Dopamine is related to pleasure and reinforcement . Its response in psychopaths not only corresponds to that of non-psychopaths when we talk about neutral and appeasing situations, but its secretion can be a greater, much greater prize in the face of reinforcement (in secondary psychopaths), especially when pain is involved (in primary psychopaths).

It seems that the emotional flattening of the psychopath clashes with characteristics and behaviors that are socio-culturally attributed to love. But the two main features we have mentioned have nothing to do with love. The psychopath’s emotional problems have to do with the suffering of others, fear and pain, not with all emotions.

This means that a psychopath can in principle love, but with his own rules . He may not show any concern or upset if his teenager doesn’t come home on time, but still wish he would show up and love her. She may lie and be unfaithful to her partner, but still feel that she wants to be by his side.

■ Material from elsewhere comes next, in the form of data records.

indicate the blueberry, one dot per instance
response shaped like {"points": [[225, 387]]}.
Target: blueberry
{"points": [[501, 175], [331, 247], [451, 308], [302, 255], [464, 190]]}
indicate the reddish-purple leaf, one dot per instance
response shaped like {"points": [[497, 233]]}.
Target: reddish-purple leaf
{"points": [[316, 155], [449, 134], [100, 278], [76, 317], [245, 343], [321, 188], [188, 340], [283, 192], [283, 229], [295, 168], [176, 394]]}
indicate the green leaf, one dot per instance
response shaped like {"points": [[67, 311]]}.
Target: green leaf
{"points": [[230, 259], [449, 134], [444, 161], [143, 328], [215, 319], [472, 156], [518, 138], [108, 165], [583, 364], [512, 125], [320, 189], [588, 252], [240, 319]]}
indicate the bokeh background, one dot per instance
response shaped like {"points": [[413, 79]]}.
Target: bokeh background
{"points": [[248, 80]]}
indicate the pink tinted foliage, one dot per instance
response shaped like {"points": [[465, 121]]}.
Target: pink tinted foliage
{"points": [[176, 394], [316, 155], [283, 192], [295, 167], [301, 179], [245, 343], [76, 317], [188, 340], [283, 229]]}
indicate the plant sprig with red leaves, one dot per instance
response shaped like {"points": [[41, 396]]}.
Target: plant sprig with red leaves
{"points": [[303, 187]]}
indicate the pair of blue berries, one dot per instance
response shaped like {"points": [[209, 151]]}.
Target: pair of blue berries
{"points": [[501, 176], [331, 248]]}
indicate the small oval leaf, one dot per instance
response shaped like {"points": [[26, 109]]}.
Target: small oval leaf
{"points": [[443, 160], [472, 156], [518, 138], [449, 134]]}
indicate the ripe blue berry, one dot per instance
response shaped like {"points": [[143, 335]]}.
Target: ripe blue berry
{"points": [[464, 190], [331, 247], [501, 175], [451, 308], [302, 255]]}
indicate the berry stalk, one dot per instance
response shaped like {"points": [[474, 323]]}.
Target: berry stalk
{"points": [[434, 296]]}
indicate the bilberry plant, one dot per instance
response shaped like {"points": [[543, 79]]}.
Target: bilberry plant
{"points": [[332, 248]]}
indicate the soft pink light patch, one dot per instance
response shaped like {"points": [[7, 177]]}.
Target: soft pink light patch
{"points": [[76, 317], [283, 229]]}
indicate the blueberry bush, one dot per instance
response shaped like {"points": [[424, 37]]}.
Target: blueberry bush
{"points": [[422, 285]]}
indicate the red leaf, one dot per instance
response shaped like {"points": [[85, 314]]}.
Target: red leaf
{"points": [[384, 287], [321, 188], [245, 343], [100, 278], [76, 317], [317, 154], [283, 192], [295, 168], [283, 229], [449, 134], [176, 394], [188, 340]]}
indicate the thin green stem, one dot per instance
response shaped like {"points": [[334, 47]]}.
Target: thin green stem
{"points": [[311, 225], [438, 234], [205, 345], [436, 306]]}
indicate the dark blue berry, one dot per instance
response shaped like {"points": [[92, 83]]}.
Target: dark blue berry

Of course, these psychopathic “rules” don’t have to be accepted by your family or society (and, in fact, many times they shouldn’t be), but they do exist, and there’s a certain moral code behind them.

A different emotionality

The point is that the love of a psychopath does not include the socio-cultural extras associated with this emotion (fidelity, compassion, sincerity…), nor does it include those accessories that come from the emotions of pain or fear. The psychopath will not feel love in the same way that you and I do: in his or her mind it’s a limited emotion, since the structures involved in emotions, such as the amygdala and the hippocampus, function in an abnormal way.

Furthermore, will be a type of love with its own facets of antisocial branding (as dopamine is activated in its own way). But love, in a peculiar and crude way, is also a reality in the psychopath’s mind.

This particular way of loving leads to toxic relationships, where the psychopath’s partner suffers constantly. However, it is possible that for the psychopath these are also unsatisfactory relationships in which he never gets exactly what he wants (as in the crimes he commits) due to his own limitations.

The debate is open

It has been shown that psychopaths are capable of feeling compassion for themselves and of feeling empathy when they are instructed to do so. For his part, Joe Newman proposes with an empirical basis that psychopaths have a tunnel attention span, where although they feel this emotional range, for them they are a secondary condition that they can easily ignore in order to focus on their goals, a theory that fits well with secondary psychopathy. All this proves that in psychopaths emotionality is not just a void, maybe it’s a very dark hole, but it certainly contains something.

Taking into account these questions, the debate remains to discern whether it is possible to call this psychopathic emotion which seems to imitate it only partially, or whether love, as romantic idealists claim, goes much further.

From my point of view, the term “love” is contaminated by many socio-cultural constructions that correspond to myths of romantic love and that also do not correspond to the reality of emotion. For this reason it is necessary to delimit at a psychological and neurobiological level the definition of love in order to answer this question, and that is why we may never know. In any case, there is empirical evidence that psychopaths are capable of feeling something that, at the very least, resembles love.